All the while, he was etching his name into the school’s heptathlon record books as well.
He was a first-team All-Big-10 member his junior year, and by his senior campaign, Weatherford was a consensus candidate as one of the top punters in the nation. He finished his Illinois career as the university’s all-time leader in punting average (43.6 yards per punt).
His historic career wasn’t enough to net a selection in the 2006 draft, but interested suitors converged soon after with desires for his services. And by the will of fate, or perhaps a brush of luck (his first NFL squad’s special teams’ coach was Weatherford’s own during his four-year run with the Illini), the small-town kid was back in the Big Easy after signing an undrafted free agent’s deal with the Saints.
He’d play for four more NFL teams before calling it quits: the Jets (twice), Jaguars, Chiefs and Giants—whom he won Super Bowl XLVI with.
Weatherford hauled in a surplus of $20 million over the course of his pro career. But, he says, nothing is comparable in value to the work he gets to do now.
“Every single significant thing that I’ve done in my life, I’ve had a coach or a mentor who has helped me to learn the skill, to practice the skill, to adjust the skill, to turn the skill into a career, to turn the career into a calling,” Weatherford told me.
“Not just as an athlete, I had a business coach, I’ve had a finance coach. I had coaches for flexibility, I had coaches for punting, performance training, nutritionists. I just became really obsessed and inspired with my own personal evolution, and then how do I leverage what I’ve experienced, what I’ve learned and been taught to then do the same thing for other people.”
Weatherford, who now heads a brand titled “CEO of Your Life” a wellness and positivity program sponsored by Kings Council coaching, says his mission is to help people, no matter what walk of life they come from.

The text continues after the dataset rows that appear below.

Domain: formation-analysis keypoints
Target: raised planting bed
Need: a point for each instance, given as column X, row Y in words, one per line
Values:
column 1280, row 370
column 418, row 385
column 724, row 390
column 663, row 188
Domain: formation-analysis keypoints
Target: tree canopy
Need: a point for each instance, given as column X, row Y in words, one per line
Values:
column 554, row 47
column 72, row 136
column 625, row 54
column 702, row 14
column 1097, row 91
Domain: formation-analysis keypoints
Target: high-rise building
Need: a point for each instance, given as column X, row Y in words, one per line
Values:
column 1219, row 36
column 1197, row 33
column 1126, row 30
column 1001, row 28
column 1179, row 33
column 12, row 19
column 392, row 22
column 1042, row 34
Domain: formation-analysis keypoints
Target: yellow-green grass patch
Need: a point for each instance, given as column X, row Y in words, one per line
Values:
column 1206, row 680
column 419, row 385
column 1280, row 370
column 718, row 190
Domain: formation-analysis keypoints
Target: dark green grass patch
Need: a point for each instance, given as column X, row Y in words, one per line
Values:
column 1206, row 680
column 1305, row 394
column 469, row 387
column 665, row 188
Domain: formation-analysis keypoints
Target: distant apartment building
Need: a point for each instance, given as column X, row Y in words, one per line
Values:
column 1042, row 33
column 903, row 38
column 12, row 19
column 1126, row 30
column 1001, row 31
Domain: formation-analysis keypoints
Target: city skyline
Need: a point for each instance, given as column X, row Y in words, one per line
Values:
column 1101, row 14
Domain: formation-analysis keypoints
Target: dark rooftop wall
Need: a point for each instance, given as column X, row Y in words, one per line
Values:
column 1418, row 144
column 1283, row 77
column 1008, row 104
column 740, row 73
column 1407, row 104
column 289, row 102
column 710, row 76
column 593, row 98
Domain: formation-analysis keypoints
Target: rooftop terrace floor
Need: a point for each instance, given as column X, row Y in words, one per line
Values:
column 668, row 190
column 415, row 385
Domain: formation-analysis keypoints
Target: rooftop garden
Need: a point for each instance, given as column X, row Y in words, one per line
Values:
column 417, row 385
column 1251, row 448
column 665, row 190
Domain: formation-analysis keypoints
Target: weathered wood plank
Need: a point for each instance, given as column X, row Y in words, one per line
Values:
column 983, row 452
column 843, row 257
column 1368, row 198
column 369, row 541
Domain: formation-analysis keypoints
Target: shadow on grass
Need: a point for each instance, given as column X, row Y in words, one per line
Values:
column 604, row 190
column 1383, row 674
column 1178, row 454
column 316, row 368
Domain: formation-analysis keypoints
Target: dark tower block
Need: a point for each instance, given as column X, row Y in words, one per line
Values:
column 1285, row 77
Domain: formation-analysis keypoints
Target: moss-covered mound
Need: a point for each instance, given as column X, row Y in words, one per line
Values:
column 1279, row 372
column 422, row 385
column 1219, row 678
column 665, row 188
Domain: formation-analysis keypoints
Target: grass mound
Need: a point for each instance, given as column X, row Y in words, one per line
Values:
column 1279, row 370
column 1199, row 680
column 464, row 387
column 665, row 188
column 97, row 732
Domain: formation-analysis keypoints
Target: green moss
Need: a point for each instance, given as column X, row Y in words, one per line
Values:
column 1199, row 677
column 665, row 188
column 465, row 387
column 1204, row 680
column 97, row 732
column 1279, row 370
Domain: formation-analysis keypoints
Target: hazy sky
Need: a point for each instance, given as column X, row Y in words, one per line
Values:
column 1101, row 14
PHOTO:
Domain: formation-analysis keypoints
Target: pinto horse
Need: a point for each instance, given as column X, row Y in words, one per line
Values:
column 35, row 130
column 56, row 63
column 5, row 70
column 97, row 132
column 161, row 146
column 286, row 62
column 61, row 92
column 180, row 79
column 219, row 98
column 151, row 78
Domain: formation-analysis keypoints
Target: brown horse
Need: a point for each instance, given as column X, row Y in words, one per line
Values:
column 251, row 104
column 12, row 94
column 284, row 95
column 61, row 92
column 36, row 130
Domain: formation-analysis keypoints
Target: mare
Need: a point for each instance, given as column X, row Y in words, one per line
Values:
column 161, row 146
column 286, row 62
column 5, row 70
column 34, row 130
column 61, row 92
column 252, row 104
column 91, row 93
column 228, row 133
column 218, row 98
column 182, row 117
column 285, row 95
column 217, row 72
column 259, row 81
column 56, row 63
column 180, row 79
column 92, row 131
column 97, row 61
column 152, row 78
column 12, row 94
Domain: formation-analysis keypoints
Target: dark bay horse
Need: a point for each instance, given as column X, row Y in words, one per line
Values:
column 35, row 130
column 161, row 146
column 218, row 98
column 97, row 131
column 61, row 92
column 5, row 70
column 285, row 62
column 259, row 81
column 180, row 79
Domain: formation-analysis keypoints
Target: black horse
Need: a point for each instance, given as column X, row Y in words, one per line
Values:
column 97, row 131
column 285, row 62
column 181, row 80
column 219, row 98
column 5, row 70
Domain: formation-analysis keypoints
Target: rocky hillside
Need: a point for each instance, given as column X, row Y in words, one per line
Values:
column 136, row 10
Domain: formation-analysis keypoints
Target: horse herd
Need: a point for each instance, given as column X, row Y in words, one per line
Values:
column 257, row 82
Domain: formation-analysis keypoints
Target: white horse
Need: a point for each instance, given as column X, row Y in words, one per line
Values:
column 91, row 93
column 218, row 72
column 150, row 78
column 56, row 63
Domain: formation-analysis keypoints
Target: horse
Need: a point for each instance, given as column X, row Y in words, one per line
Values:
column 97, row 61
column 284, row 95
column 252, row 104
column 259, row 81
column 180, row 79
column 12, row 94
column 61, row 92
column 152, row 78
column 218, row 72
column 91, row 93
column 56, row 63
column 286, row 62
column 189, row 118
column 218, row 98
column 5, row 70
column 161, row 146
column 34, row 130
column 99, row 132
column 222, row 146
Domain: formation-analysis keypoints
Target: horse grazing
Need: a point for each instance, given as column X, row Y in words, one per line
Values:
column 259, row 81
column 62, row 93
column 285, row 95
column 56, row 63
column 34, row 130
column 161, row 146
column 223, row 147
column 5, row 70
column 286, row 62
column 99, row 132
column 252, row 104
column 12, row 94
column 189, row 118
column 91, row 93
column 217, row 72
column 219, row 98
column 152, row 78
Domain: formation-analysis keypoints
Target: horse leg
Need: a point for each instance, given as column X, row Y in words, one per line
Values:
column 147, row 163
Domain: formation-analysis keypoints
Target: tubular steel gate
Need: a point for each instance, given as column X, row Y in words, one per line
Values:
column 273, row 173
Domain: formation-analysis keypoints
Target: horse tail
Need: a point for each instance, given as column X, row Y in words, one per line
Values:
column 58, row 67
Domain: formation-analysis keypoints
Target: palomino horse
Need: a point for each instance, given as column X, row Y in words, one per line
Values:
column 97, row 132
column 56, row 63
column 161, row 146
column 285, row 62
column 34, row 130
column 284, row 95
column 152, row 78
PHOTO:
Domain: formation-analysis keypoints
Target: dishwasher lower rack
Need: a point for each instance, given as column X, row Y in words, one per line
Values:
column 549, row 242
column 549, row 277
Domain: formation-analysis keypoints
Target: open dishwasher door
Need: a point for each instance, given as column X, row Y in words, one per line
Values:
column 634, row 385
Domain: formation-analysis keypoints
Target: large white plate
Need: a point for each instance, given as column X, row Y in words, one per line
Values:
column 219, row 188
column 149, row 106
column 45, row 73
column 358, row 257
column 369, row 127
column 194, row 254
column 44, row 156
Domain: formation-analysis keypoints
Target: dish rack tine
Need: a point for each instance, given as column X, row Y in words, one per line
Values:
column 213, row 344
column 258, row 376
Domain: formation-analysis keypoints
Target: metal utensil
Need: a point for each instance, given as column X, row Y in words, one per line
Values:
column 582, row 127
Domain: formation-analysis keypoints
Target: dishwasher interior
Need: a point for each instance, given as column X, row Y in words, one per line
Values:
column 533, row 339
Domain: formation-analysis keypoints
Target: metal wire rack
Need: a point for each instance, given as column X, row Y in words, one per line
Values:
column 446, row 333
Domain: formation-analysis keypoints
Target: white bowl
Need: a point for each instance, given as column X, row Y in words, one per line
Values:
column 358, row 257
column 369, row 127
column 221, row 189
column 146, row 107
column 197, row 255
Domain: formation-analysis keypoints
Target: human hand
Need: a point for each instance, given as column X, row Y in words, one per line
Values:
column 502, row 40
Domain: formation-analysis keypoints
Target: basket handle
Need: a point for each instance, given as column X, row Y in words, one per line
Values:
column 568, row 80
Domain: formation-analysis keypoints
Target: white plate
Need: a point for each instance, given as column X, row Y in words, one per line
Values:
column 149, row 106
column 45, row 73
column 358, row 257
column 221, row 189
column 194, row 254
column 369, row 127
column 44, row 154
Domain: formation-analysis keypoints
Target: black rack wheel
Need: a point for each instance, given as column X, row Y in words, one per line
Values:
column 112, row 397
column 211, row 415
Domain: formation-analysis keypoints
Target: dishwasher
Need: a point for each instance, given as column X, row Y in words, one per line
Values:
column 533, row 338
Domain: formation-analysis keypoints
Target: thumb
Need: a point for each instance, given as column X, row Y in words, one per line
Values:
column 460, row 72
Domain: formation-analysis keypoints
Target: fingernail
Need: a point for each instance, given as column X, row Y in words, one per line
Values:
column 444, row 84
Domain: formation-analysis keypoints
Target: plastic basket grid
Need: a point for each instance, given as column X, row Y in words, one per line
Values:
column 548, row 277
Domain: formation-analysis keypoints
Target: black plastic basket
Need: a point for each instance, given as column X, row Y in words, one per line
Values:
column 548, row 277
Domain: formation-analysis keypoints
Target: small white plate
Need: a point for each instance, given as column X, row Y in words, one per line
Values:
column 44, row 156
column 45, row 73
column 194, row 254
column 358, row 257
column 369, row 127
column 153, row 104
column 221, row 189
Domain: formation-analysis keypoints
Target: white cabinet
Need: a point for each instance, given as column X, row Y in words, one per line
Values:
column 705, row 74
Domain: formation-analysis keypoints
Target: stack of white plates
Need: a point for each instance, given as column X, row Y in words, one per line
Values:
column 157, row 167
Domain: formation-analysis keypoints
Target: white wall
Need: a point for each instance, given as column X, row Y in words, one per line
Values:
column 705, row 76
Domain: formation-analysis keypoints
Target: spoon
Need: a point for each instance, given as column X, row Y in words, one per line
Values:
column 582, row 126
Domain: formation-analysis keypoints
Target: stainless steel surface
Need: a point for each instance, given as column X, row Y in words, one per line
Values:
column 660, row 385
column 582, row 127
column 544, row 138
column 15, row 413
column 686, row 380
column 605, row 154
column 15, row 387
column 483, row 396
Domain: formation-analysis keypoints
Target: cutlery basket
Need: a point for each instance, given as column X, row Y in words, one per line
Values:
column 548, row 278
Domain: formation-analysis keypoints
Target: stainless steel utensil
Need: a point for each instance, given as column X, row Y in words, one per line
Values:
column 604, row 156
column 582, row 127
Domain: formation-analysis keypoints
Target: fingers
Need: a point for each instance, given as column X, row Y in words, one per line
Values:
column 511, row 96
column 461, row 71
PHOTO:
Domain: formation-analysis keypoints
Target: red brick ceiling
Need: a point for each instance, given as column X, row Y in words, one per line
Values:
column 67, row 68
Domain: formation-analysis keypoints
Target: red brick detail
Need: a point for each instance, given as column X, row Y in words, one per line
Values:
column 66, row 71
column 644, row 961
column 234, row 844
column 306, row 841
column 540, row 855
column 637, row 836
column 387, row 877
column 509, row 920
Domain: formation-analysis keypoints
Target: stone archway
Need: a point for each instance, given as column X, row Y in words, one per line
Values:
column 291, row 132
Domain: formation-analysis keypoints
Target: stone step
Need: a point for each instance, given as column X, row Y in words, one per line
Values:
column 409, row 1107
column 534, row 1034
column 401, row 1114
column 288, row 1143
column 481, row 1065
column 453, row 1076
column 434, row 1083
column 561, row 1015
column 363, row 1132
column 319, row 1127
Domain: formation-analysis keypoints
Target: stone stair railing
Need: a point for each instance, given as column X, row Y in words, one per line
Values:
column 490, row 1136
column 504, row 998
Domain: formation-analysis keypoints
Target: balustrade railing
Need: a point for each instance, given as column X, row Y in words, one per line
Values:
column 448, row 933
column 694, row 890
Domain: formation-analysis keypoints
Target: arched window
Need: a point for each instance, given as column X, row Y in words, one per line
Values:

“It could be husbands, wives, it could be entrepreneurs or people who want to be an entrepreneur, men, women, to be able to create the structure, the strategy and action plan to get from where they’re at now—physically, mentally, emotionally, spiritually, financially—to where they believe they’re capable of being.

“There’s an old African proverb that says, ‘If you want to go fast, go alone. If you want to go far, go together.’”
For those who do envision more for themselves than their current standing, Weatherford has a special message:
“I think it begins with you spending some quiet time with yourself and thinking, ‘What do I really want, who do I need to become to be able to get it?’”
“And also understanding for yourself, success is never somewhere that you arrive, success is something that you become. Life is the becoming, not the destination. If you always told yourself, ‘I’ll be happy when I get a million dollars, or when I win a Super Bowl, or when I’m the fittest man in the NFL,’ it’s just a trick that you play against yourself and a game that you can’t win.
“When you work from a place of victory instead of for victory, I believe you’re undefeated in life, and no matter what happens you’re either going to win or you’re going to learn,” he says.
Weatherford is a clear and consummate picture of victory, in every sense of the word. He’s accomplished innumerable achievements for a man who hasn’t even crossed the 40 threshold yet. But while he could continue to seek out more for personal satisfaction, his aura reeks of pure contentment.
Now, Weatherford is embarking on his own version of a spirited victory lap. He’s living the home life with his wife, Laura, and three children. He’s traveling. He’s engaging in philanthropy. And of course, he’s still working out.
As for his current state of mind, Weatherford’s response was simple.
“It’s great to be back in New Jersey.”